Simon isn’t sure he agrees with the new, singular diagnosis. “There's been a conversation between me and my psychiatrist about whether or not the whole gender bit is because of the borderline personality disorder or if it's true gender dysphoria,” he said recently. “Part of borderline is being flip-floppy with who you are and not really knowing who you are as a person. But I make the argument that I do know who I am as a person, and that it’s just changing so that my body and my brain feel connected.”

Because of the re-evaluated diagnosis, Simon has been taken off most of his medications. He says he feels great as a result. 

Chiu says CLBC has indicated that the plan is to send Simon back to Comerford as soon as there’s a vacancy—probably sometime in the next three months—only this time with more supports in place. 

The stakes for a successful community placement are higher than ever, since Royal Jubilee doesn't offer beds to people for the treatment of personality disorders. 

In mid-April, Stubbs said Island Health and CLBC seemed to be collaborating at the “executive level,” which she’d never seen before. “Part of the problem last time with Comerford is it was set up with extra services coming in from CLBC, and then those extra services didn't show up,” she said. The Island Health staff at Comerford “didn't know when [the support workers] were supposed to come, didn't know who they were, didn't have any authority over the contract to say, ‘Where are you?’” Stubbs said. “They left it with Simon to manage.” 

The new plan, she said, was for CLBC to pay Island Health, rather than an outside agency, to provide extra support staff for Simon. But a couple of weeks later, Stubbs told me the funding was still being worked out, and that now a cost-sharing arrangement between CLBC and Island Health was being negotiated. 

“Every time someone with complex needs needs services from multiple agencies, they have to reinvent the wheel,” she said. “Policies, procedures, shared budgets, and a cross-agency navigator that would allow for effective and efficient collaboration between agencies don’t exist.” 

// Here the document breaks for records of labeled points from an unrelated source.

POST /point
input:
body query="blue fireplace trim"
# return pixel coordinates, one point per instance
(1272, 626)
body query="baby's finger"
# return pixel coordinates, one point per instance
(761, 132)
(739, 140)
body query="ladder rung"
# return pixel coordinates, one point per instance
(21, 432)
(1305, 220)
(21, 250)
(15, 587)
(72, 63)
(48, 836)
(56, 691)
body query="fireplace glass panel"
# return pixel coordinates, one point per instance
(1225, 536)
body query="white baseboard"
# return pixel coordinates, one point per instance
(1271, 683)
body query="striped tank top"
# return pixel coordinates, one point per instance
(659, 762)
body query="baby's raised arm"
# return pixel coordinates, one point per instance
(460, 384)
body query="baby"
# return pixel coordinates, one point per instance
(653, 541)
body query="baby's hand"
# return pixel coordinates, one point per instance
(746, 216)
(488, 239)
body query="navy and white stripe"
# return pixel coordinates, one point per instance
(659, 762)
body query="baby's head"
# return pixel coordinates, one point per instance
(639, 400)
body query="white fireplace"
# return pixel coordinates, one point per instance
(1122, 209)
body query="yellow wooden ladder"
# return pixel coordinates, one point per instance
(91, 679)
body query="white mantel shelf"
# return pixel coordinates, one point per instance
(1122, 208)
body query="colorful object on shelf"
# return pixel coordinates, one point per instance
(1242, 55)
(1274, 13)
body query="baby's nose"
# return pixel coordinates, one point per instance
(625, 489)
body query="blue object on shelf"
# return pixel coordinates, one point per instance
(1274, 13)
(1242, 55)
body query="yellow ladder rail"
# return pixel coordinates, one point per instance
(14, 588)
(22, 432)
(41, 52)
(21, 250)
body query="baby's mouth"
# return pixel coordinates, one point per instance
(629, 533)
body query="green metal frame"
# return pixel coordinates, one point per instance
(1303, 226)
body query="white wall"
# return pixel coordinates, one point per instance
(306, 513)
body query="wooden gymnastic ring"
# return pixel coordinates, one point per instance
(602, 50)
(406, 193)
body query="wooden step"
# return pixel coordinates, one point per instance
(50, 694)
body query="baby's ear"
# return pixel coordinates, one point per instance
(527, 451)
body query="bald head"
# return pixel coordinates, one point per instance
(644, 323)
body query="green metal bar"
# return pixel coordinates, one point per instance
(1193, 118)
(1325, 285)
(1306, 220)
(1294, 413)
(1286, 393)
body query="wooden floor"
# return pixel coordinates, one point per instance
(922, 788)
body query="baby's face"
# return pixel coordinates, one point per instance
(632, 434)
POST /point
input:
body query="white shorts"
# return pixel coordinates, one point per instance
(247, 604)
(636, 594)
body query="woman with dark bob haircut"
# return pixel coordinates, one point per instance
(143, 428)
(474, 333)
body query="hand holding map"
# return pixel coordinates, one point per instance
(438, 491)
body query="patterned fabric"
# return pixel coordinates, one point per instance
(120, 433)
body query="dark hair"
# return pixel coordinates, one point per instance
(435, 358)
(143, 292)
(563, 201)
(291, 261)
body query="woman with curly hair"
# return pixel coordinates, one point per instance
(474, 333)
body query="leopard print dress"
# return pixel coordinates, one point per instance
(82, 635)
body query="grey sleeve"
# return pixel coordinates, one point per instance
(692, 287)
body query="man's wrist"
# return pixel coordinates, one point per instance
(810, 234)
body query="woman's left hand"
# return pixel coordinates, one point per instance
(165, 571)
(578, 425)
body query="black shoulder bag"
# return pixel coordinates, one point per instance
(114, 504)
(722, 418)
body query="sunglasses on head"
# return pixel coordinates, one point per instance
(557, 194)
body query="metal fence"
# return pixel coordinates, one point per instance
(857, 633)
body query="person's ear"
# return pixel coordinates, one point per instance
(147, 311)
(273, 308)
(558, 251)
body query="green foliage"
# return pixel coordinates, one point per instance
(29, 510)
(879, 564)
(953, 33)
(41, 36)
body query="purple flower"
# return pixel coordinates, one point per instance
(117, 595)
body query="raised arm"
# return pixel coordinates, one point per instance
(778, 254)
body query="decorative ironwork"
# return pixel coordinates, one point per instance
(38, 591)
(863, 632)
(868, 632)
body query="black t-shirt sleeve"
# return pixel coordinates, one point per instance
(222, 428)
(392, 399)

Regardless of the funding arrangement, without a plan for Simon’s insulin to be stored safely out of his reach, it’s hard to think of Comerford as a viable option. “Comerford staff cannot store, monitor, or administer insulin,” Stubbs points out.

On 1S, Simon has been administering his own insulin and testosterone under supervision, and he says he’s matured since his last attempt to live in the community. Still, he acknowledges, “I'm not ready to have months worth of medications at a time in my apartment.”

And so he waits for a new housing plan to take shape, living life on a psychiatric ward, as he’s accustomed to doing.